Each time Faris or sweet-shooting male practice player Ryan Probst would drain a shot, Auriemma would rip into his players. If they managed to deflect a pass away or force a missed shot and fail to come up with the loose ball, his frustration would only increase.

In the middle of all of this he said of Probst "I didn't know he could shoot." The reality of the matter is that after practice he said that Probst " is the best, he doesn't miss any shots."

It was no coincidence that his three most vocal players (Morgan Tuck, Moriah Jefferson and Breanna Stewart) were on the baseline and not on the court. Auriemma wanted his young players to learn the value of communicating on the court.

"I think there are opportunities during the season to make a point especially in practice," Auriemma said. "It is not something you necessarily plan for.
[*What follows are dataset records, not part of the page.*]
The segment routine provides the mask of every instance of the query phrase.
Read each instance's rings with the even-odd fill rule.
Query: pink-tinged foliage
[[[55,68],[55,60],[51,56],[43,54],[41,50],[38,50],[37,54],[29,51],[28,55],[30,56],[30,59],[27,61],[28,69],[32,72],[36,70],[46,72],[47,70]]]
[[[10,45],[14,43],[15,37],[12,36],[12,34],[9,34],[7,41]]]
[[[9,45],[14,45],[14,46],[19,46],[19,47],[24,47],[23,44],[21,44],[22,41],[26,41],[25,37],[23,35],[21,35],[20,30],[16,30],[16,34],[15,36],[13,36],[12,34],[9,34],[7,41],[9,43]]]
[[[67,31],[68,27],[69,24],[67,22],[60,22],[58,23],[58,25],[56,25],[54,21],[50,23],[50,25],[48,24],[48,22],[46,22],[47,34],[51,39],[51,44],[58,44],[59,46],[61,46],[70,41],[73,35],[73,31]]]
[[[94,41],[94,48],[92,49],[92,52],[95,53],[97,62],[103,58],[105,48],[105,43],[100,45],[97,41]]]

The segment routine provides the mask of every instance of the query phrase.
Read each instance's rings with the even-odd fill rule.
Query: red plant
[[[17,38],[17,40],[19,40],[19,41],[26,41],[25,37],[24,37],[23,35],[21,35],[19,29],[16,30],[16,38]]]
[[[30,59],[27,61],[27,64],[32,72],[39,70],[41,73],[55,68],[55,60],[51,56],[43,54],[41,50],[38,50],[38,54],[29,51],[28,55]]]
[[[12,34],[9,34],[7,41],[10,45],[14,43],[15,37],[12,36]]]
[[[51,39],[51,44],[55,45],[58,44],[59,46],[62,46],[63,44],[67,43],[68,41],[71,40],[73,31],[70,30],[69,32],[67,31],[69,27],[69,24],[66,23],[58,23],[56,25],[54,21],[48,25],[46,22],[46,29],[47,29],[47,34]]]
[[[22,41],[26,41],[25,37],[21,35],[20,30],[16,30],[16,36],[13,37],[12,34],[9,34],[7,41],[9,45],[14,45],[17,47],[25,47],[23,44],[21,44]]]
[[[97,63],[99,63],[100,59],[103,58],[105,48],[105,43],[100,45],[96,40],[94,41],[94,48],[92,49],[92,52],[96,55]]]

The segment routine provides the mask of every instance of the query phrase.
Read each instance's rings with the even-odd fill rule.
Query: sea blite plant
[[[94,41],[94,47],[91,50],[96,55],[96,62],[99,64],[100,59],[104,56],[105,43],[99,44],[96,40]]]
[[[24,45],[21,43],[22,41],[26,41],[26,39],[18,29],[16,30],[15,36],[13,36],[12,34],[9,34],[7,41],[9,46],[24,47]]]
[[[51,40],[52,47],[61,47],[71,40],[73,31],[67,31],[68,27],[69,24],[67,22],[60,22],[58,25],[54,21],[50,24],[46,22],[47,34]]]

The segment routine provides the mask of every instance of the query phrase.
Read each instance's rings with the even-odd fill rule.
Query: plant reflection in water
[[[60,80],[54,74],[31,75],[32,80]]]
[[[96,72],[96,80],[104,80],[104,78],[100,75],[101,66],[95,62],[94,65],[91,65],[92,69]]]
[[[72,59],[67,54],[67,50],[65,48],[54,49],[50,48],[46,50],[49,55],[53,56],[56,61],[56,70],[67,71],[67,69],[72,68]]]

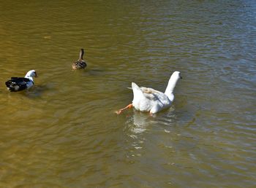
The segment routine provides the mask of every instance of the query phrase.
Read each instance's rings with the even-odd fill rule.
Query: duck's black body
[[[86,67],[86,63],[83,59],[83,56],[84,54],[83,49],[81,49],[79,55],[79,59],[77,61],[75,61],[72,64],[72,67],[73,69],[81,69],[85,68]]]
[[[17,92],[28,89],[28,87],[34,82],[28,79],[23,77],[12,77],[10,80],[5,82],[7,89],[11,92]]]

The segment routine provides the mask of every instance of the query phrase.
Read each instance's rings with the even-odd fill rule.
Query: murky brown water
[[[256,186],[254,1],[18,1],[0,3],[0,187]],[[113,113],[173,71],[170,109]]]

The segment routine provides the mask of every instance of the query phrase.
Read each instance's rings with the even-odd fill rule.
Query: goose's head
[[[35,70],[31,70],[27,72],[25,77],[37,77],[37,74]]]
[[[181,74],[179,71],[174,71],[170,78],[174,80],[182,79]]]

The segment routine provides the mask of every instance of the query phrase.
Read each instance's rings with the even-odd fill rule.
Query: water
[[[256,186],[254,1],[0,6],[0,187]],[[88,68],[72,71],[79,50]],[[4,82],[37,70],[36,87]],[[130,109],[131,82],[172,107]]]

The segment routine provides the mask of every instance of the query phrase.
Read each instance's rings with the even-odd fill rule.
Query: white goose
[[[132,103],[116,113],[120,114],[124,110],[134,106],[137,110],[149,111],[151,114],[170,107],[174,100],[174,87],[179,79],[182,79],[181,73],[179,71],[173,72],[169,79],[165,93],[151,88],[140,87],[132,82]]]
[[[36,71],[31,70],[28,71],[25,77],[11,77],[10,80],[5,82],[8,90],[11,92],[21,91],[29,90],[34,86],[33,77],[37,77]]]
It is not like 'I am going to there today and I am going to do this.' You have a plan going into practice but today the practice guys were on fire, they were on top of their game.  When they get it going like that, they it is a huge challenge for our guys to get stops. The more they make shots, the harder it is to get stops. The harder it is to get stops, the more I am on them to get stops. It fires up the practice kids to make shots so it just kind of snowballs. One group invariably gets trapped out there and a couple of guys are trapped out there and they are the ones that are constantly giving up buckets so they are the ones that catch the wrath."

After practice Nurse said she understood what Auriemma was trying to accomplish and it is up to her, Williams and Chong to try to learn as much as they can during these practices.

"He always puts us in situations when it seems difficult and you have to do everything perfect just to beat them," Nurse said. "Those are situations you are going to be in at some point in your life and they are things that are going to make us better, force us to do the little things and force us to play the perfect defensive possession."
The upperclassmen have been through all of this before. I wasn't covering the team at the time but I still recall when UConn beat Tennessee in the historic first meeting between the teams back in 1995 and Rebecca Lobo was asked in a television interview what is next for her and the Huskies and she deadpanned "I am going back to being the worst post player in the country." Yes, that was how Auriemma referred to her.

"It is why we play well in big games because we put ourselves in those situations, you have a big game and can't get complacent after that," UConn junior guard Moriah Jefferson said. "You have to play hard through those practices and stay strong.

It is most important to have our guys talk, we are trying to talk. There are times when you are in the heat of the moment, it seems harder than it actually is. At the end of the day, if we just open our mouths we will be better at practice.

"You kind of learn how to grind it out. I am proud of Kia Nurse and Gabby, they really pushed through."

Speaking of Lobo, she is one of the members of the 1994-95 team expected to be on hand when the 1994-95 team is honored at halftime. It is also for Play for Kay game so fans are encouraged to wear pink.


Anonymous Loyal Husky Fan said...

Nice to see the practice players getting a mention in this article. They are truly the unsung heroes and deserve all the pub they can get.